El presidente compartió en Instagram una imagen en la que enumeró las carencias que, según él, caracterizaron al país durante los gobiernos kirchneristas. Con ironía, relativizó las críticas por sus insultos y sostuvo que lo importante son los problemas heredados y no sus formas.
El presidente Javier Milei volvió a utilizar sus redes sociales como plataforma política y comunicacional. En esta ocasión, eligió su cuenta de Instagram para difundir una imagen con un mensaje directo contra el kirchnerismo, en el que enumeró una serie de dificultades que, según su mirada, atravesó la Argentina durante ese período.
“Con el kirchnerismo: no había nafta, no había carne, no había dólares, no había crédito, no había neumáticos, no había insumos médicos, no había presente ni futuro. Pero Milei insulta mucho”, señala la placa compartida por el mandatario.

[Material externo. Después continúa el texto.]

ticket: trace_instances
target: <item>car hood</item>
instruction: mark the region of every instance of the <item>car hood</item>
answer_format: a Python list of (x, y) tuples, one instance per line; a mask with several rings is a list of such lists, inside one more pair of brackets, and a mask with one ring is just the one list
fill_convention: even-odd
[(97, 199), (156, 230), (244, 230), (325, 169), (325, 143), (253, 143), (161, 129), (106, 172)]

La respuesta a su estilo confrontativo
El posteo buscó responder a las críticas que recibe por su estilo confrontativo y por el uso frecuente de insultos en sus intervenciones públicas. Con ironía, Milei planteó que, más allá de las formas, lo relevante es la herencia que dejó el kirchnerismo en materia económica y social.
El mensaje se inscribe en la lógica comunicacional que el presidente viene desplegando desde su llegada al poder: frases contundentes, confrontación directa con sus adversarios y un uso intensivo de las redes sociales para instalar agenda. En este caso, el recurso fue una enumeración de carencias que, según su visión, marcaron la gestión kirchnerista: desde la falta de combustibles y alimentos hasta la ausencia de crédito y de insumos médicos.
El cierre de la placa —“Pero Milei insulta mucho”— funciona como un recurso retórico para relativizar las críticas sobre su estilo. El presidente sugiere que lo importante no son sus formas, sino los problemas estructurales que heredó y que, según él, aún condicionan la realidad argentina.
La publicación aparece en un momento de alta tensión política, con el oficialismo enfrentando cuestionamientos por su estilo de comunicación y por la dureza de sus expresiones hacia opositores y periodistas. Milei, lejos de moderar su discurso, eligió redoblar la apuesta y convertir las críticas en parte de su narrativa: la idea de que sus insultos son secundarios frente a los problemas que dejó el kirchnerismo.
Este tipo de mensajes refuerza la identidad política del presidente, que se presenta como un líder disruptivo, dispuesto a confrontar sin filtros y a desafiar las formas tradicionales de comunicación institucional.